Interesting, peculiar, anything but sparse, seemingly random at times with odd meanders into what felt like lectures – I am really not even sure what I think of this book
Kind of how I feel after reading any Japanese authors I have tried.
And try I will continue because there is something about them I really like while being totally puzzled.

A New Lease of Death

by Ruth Rendell

popsugarreadingchallenge prompt 49: From a series with more than 20 books.

I LOVE Rendell as Barbara Vine but remember now why I stopped reading the Wexford series by her as Rendell.
I can’t see past the 1960’s sexist rubbish to enjoy the crime story. The characters make me so angry, especially Wexford, that I get too lost to appreciate Rendell’s smart twists and turns.

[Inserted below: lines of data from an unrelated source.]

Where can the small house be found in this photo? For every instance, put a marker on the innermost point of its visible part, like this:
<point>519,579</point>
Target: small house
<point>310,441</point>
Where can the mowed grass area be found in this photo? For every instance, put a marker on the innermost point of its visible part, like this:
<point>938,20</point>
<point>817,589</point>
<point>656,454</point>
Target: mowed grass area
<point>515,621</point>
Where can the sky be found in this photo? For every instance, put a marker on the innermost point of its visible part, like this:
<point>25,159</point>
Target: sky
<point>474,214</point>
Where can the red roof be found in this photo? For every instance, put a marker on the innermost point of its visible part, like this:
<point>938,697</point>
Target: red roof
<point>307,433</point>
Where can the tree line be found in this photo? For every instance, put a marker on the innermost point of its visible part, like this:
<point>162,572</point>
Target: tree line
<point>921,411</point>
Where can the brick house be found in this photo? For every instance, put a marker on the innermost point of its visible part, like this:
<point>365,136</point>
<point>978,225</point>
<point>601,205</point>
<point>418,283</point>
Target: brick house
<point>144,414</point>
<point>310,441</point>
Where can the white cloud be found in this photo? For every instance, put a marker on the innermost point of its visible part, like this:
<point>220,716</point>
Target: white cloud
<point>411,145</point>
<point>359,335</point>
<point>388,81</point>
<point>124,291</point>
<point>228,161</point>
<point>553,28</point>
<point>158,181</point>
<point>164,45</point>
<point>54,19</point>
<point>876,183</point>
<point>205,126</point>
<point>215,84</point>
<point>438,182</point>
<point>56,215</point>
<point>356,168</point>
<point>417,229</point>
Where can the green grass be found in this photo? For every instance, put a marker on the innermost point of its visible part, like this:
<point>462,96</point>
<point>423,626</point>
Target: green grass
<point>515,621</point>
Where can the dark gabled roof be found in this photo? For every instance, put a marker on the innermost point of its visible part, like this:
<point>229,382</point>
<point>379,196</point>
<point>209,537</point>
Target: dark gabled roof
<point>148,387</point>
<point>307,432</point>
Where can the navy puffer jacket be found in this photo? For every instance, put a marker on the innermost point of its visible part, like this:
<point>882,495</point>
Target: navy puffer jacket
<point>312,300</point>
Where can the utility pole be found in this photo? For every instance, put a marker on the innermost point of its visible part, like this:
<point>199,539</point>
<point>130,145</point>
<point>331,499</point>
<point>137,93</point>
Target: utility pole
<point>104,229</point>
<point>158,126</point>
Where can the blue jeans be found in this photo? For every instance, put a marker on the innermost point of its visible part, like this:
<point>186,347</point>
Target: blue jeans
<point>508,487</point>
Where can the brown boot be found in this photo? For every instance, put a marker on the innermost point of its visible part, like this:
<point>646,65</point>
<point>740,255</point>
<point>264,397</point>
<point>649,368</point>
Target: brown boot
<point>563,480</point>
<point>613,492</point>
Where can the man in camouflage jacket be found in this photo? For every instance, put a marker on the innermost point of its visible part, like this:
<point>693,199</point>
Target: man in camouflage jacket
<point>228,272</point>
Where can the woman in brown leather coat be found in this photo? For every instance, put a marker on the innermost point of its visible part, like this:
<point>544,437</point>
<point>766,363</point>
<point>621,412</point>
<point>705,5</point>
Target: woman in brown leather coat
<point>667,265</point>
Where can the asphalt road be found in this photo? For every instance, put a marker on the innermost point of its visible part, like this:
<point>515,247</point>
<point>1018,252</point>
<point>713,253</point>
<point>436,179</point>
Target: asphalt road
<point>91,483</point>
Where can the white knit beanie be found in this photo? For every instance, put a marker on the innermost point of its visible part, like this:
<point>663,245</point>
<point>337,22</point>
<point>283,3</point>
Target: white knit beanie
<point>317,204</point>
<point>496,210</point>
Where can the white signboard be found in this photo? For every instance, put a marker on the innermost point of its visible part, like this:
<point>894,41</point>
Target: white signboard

I will stick to her later stuff

by Therese Anne Fowler

popsugarreadingchallenge prompt 44: set in the 1920s

I knew very little about either Fitzgerald. I have never read Zelda’s more famous husband and didn’t even consider that there was a wife.
All of that being said, I really enjoyed this book and have found myself interested in all of the characters, their relationships and the whole period of history. So job well done Fowler.
The author has explained that while this is a novel it is very closely based on research of the lives of the Fitzgerald’s and the others in their social circle.

I really enjoyed the depth Fowler gives Zelda. This truly is her story within what must have been a flurry of social sycophancy around the artists of the day. How women survived the expectations on them in the 1920s without stabbing a man is beyond me.
I love the feistiness of Zelda and was saddened by how it was controlled, oppressed and denied. I do wonder who she would have been had she been born a century later.

I enjoyed this enough to want to investigate both the author and the subject matter further.

by Maya Angelou

popsugarreadingchallenge prompt 39 a banned book read in banned book week

Every time I experience Angelou I fall in love all over again. I also cry, rage, gasp and laugh.
And I am always, but always, moved.
This, the first in her series of autobiographies tells the story of the child-Maya. How she turned out the way she did is testament to all sorts of strength the young, tall, skinny girl version of her had deep within herself.
I have to read the rest of the series because I am now invested in discovering how to become so much the best possible version of oneself.

I listened to the audiobook narrated by the author and I feel privileged to have heard her tell the start of her story.
I feel a bit bereft now though having finished it. The world feels too silent without her voice in it.